朗々とした立派な発声で、普段から感じている能と声楽の近似性を改めて認識したのですが、良かったのはそこまでで、何百年も彫琢されてきた伝統芸能の様式美をオペラ歌手が表現できるはずもなく、もちろんクラシックの声楽家として皆さん大変立派な声ではあるけど、黛敏郎が頭に描いたであろう幽玄や荘厳は全く舞台上に立ち現れることは無かったのです。
舞台装置は非常に簡素です。
いろいろな色がギラギラと使われているのですが、目が慣れて逆にどの色も感じにくくなってしまうようです。
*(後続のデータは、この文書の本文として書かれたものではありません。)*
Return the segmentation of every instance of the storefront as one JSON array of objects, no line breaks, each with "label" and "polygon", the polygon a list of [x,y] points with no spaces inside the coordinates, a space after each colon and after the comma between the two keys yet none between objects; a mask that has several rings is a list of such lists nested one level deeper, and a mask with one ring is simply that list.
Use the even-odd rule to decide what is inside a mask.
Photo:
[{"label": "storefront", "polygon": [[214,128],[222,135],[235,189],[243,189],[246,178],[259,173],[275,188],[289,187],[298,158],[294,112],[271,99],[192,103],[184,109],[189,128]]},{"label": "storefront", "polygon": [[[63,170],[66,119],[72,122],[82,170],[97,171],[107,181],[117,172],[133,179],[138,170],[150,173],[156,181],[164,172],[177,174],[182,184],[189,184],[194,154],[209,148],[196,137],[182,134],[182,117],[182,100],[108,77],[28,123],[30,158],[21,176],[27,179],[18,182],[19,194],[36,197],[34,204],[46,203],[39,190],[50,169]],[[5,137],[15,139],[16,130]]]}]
イザナキとイザナミの大業を為すという決意や逸る心も歩行で表現し得たことでしょう。
オペラ歌手にこのユッタリとした歩行で何かを表現するのは無理です。
天の御柱を回る前の会話は、
「私の身体には成長が足りず合わさっていない部分があります」
「私の身体には成長し過ぎた部分があります。これをあなたの合わさっていない部分に差し入れて国土を産みましょう」
という内容だったはずです。
そんな、少し滑稽に思えるほど大らかに人類最初の愛を為す場面も生々しすぎると考えたのか、セリフは無味乾燥で事務的なものに置き換えられています。
黛敏郎の音楽は今となっては聴きやすい部類に入るものですが古代の土俗性や歌謡性はなく幽玄・荘厳を目指したものです。
しかしそれはオペラの舞台様式には無いものであって全くのミスマッチと言わざるを得ません。
毒や艶を抜かれたセリフで組み立てられたドラマのないダイジェストのシナリオ。
ダイナミズムの無い舞台演出。
残念ながら私には全く見るべきところがありませんでした。
それともワーグナーのリングのようなオペラを想像したのが間違いだったでしょうか。